In questo contesto si inserisce la mobilitazione annunciata a Bruxelles. Migliaia di agricoltori e oltre mille trattori sono attesi oggi sulle strade della capitale belga per protestare contro le proposte Ue sul bilancio pluriennale 2028-2034, sulla Politica agricola comune e contro l’accordo con il blocco sudamericano. Il corteo partirà dall’area della Gare du Nord per raggiungere il quartiere europeo intorno all’ora di pranzo, mentre all’Europa Building è in corso un Vertice Ue che si preannuncia ad alta tensione. La manifestazione sarà guidata dal Copa-Cogeca, che riunisce le principali organizzazioni agricole europee. Le stime parlano di oltre 40 sigle provenienti da tutti e 27 i Paesi membri e di più di 10mila agricoltori presenti. Dopo la delegazione franco-belga, quella italiana sarà la più numerosa, con Confagricoltura, Coldiretti e Cia-Agricoltori in prima linea.
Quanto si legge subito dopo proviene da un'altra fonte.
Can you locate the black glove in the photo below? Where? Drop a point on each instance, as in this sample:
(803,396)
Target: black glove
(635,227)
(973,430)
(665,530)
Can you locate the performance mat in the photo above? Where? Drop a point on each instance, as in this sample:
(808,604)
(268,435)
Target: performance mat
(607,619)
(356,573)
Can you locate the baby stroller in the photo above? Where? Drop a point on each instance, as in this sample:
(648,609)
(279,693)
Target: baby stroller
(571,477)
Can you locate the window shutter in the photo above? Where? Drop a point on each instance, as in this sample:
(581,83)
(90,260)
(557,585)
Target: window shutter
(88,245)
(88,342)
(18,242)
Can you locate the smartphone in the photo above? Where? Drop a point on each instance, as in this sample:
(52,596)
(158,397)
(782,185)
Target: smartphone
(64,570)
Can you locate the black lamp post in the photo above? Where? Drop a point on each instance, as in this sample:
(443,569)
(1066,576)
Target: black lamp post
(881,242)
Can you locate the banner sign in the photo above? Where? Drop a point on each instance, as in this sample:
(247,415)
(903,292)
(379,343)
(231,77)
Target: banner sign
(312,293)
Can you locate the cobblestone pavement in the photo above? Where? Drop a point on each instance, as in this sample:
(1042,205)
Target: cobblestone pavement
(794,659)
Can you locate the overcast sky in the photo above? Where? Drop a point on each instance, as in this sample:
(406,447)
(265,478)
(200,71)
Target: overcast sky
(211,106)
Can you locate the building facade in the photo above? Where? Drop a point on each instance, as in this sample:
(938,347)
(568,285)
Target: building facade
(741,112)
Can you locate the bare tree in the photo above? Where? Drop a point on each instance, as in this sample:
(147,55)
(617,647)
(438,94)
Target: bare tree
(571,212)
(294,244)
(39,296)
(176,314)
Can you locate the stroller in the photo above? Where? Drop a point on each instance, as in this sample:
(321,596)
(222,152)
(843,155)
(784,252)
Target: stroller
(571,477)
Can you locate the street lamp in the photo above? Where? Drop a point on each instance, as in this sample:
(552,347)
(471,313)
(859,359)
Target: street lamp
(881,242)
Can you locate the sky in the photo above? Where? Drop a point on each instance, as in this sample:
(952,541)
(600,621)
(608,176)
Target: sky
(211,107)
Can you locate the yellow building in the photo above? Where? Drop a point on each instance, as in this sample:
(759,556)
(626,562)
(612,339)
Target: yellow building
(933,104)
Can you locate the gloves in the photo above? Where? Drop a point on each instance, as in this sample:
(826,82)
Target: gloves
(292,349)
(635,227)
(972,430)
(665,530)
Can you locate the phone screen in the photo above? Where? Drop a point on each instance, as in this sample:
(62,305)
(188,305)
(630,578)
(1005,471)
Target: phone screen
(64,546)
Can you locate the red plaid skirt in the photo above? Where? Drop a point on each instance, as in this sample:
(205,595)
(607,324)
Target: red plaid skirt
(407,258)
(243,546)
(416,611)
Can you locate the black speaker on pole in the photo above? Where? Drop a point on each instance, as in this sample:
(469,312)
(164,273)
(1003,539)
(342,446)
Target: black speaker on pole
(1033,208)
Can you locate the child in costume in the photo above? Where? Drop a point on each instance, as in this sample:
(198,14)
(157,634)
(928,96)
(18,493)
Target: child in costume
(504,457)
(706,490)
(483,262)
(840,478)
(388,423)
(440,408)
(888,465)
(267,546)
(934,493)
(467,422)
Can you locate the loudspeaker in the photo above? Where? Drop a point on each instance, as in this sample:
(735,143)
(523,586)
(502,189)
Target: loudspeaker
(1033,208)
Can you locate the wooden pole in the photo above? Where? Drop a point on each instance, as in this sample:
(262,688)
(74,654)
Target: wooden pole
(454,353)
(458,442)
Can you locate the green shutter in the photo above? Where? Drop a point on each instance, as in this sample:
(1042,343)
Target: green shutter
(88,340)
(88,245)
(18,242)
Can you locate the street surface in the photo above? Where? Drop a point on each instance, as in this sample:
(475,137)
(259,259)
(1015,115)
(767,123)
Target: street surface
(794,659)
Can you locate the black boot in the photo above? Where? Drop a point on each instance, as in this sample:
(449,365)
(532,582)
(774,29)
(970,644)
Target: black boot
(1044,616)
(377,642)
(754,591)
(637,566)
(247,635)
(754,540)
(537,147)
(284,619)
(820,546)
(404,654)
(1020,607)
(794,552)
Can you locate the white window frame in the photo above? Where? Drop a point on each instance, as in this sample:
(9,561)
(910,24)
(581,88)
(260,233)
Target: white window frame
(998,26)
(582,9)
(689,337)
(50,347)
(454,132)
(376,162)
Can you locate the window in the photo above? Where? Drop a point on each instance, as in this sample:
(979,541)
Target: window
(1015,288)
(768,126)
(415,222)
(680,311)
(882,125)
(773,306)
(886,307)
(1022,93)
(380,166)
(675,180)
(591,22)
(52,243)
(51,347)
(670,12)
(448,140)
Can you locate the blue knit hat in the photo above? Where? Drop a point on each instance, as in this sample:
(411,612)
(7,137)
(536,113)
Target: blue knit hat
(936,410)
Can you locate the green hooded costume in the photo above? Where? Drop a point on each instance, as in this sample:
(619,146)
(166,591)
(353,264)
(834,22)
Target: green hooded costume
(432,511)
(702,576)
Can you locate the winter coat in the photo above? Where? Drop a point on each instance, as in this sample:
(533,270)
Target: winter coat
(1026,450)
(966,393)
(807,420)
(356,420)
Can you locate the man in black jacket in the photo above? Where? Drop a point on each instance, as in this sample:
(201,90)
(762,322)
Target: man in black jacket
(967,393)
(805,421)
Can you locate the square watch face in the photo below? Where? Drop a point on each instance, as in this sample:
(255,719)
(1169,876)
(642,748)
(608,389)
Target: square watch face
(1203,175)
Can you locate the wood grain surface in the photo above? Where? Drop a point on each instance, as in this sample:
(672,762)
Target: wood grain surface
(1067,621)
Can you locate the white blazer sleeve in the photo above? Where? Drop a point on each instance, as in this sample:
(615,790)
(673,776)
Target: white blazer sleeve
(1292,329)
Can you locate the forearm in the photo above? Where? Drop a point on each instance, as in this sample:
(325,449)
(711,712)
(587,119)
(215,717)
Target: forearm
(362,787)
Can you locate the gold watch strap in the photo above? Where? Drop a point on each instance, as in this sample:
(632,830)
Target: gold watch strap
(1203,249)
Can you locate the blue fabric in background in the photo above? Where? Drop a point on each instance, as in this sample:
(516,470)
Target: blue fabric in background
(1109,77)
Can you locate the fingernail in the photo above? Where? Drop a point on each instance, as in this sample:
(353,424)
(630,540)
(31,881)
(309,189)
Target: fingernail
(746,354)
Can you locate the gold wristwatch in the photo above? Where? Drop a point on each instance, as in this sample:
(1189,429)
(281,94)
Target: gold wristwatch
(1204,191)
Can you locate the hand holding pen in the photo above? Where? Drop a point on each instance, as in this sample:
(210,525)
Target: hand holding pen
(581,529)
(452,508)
Prima dell’avvio della marcia, una rappresentanza ristretta ha incontrato la presidente della Commissione Ue Ursula von der Leyen, il presidente del Consiglio europeo António Costa e il commissario all’Agricoltura Christophe Hansen intorno alle 10. Nel pomeriggio è previsto un confronto più ampio con Hansen, alla presenza anche dei commissari Piotr Serafin, Maros Sefcovic e Jessika Roswall, responsabili rispettivamente di bilancio, commercio e ambiente. Nel frattempo, alcune decine di trattori risultano già parcheggiate nel quartiere europeo.
Dubbi e preoccupazioni arrivano anche da Polonia e Irlanda, ma nei corridoi del Palazzo Berlaymont vengono liquidati come “in parte irrazionali”, difficili da smontare persino con i dati. Una lettura che trova sponda a Berlino, dove il Mercosur continua a essere considerato un pilastro della politica commerciale europea. La pressione tedesca per chiudere l’accordo resta alta, come dimostrano le parole del portavoce del cancelliere Friedrich Merz e il richiamo, proveniente dagli ambienti della Cdu, alla necessità di rilanciare il ruolo della Germania come potenza esportatrice: senza questo passaggio, “sarà impossibile sostenere nuovi oneri finanziari”. Il vero intreccio emerge così con chiarezza: il dossier Mercosur è legato a doppio filo al bilancio Ue 2028-2034 e al futuro della Pac, che rischia tagli significativi. Qualche settimana in più o in meno non modifica la sostanza dell’accordo commerciale, ma può incidere profondamente sul piano politico. Soprattutto per il Brasile.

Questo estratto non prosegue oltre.